Congress centres and meeting spaces will be there when we can use them, available for us, even if they have served as hospitals or vaccination centres while we could not. Facilities with spaces which can be modified to suit different sizes of meeting and which have managed to invest in equipment for virtual participation will have an advantage, as hybrid meetings with part physical and part virtual presence are likely to persist in the conference sphere.
Slow progress
The return to physical meetings will be real, even if progress is slow. Arranging a conference is by no means an instant solution: finding the venue for an event takes place months beforehand, and registering the speakers and audience requires weeks or months of preparation on the part of the organisers, all organizers know this. Meanwhile the centres will be seeking to recover their caterers or suppliers and restore their own supply chain, hoping they are still in business, as well as re-engaging their own staff. Numerous congresses have been postponed from 2020 to 2021 in the same place and with similar conditions, complicating the calendar of reservations and spreading thinly the income of providers who will have to make one year’s charges cover two years’ effort. Each time there has been a technical revolution the demise of conferences has been forecast but each time conferences have continued to exist, and the same will be true as the world recovers from the pandemic.

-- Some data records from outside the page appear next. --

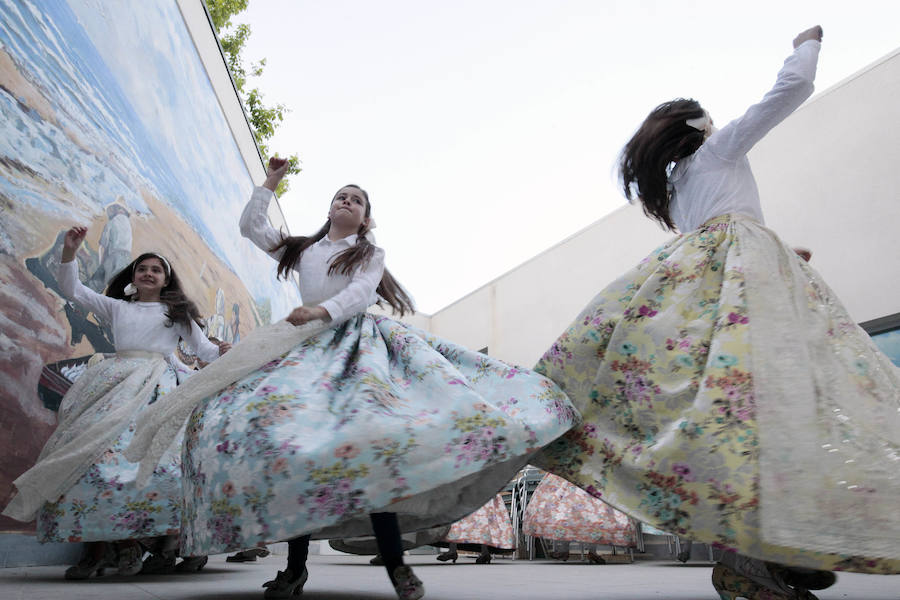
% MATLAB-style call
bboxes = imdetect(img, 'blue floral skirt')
[37,358,190,542]
[181,314,578,555]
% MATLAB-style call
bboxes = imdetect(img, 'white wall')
[750,50,900,322]
[430,51,900,366]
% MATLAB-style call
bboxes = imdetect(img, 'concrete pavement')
[0,554,900,600]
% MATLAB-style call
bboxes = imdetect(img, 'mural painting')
[0,0,299,532]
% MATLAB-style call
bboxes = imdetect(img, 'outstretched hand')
[263,156,291,192]
[285,306,330,326]
[794,25,823,48]
[63,225,87,250]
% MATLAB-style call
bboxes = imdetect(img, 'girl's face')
[132,258,166,297]
[328,186,369,230]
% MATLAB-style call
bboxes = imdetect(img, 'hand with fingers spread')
[263,156,291,192]
[61,225,87,262]
[794,25,823,48]
[285,306,331,326]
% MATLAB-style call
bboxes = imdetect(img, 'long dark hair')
[106,252,203,329]
[271,183,415,317]
[619,98,705,231]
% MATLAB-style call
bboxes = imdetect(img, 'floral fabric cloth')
[182,314,578,555]
[37,358,191,542]
[533,215,900,573]
[442,494,516,550]
[522,473,637,548]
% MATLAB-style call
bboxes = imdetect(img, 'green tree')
[204,0,300,196]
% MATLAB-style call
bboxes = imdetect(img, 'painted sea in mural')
[0,0,299,531]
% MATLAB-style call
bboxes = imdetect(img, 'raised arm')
[240,157,290,260]
[705,25,822,160]
[56,227,121,320]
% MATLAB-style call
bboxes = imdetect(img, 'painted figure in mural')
[25,231,114,352]
[225,302,241,344]
[3,227,229,579]
[536,27,900,598]
[206,288,228,340]
[522,473,638,564]
[87,202,132,292]
[171,158,577,599]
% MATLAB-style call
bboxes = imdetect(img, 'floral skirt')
[534,215,900,573]
[439,494,516,550]
[37,358,190,542]
[522,473,637,548]
[181,314,578,555]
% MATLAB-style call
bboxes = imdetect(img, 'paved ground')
[0,555,900,600]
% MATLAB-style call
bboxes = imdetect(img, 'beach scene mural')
[0,0,300,532]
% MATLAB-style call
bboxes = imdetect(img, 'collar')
[316,233,359,248]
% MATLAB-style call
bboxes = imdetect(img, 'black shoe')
[65,545,116,579]
[175,556,209,573]
[263,567,309,600]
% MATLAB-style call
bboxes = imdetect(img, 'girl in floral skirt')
[3,227,229,579]
[182,158,577,599]
[536,27,900,598]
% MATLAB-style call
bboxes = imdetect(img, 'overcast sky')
[234,0,900,313]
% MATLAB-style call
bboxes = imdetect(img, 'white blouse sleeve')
[704,40,822,160]
[319,247,384,321]
[181,319,219,362]
[240,187,285,260]
[56,260,118,321]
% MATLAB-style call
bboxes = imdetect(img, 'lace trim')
[3,355,168,522]
[735,222,900,558]
[125,321,335,487]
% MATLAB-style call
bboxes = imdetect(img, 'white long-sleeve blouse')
[57,260,219,362]
[669,40,821,232]
[240,187,384,322]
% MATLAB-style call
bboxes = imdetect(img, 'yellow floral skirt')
[532,215,900,573]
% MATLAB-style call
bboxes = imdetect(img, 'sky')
[233,0,900,314]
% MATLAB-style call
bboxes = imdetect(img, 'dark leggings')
[287,513,403,582]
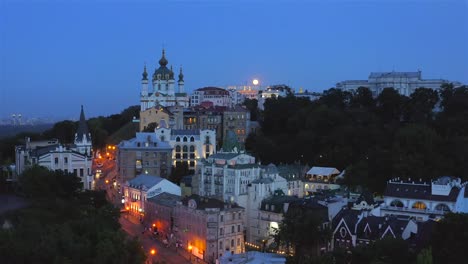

One other aspect of association activity has been affected over the past year: associations are legally obliged to hold regular – usually annual – assemblies for the approval of their accounts, election of officers, and similar administrative matters. This has previously meant that people have gathered at a physical meeting, but many associations have had to resort to virtual means. Physical attendance is normally more efficient and productive and will resume its importance, even if alternative sources are used for some operations. Some legislations have allowed for virtual general assemblies only for a limited time, and associations have been obliged to modify their articles or statutes to permit them to operate with on-line voting. The general assemblies of international associations have been a stalwart of the suppliers of the meetings industry, and they will be again. Confidence will return.
UIA is conducting a major survey to find out how associations have been coping with the pandemic and conditions in the past year, and will report.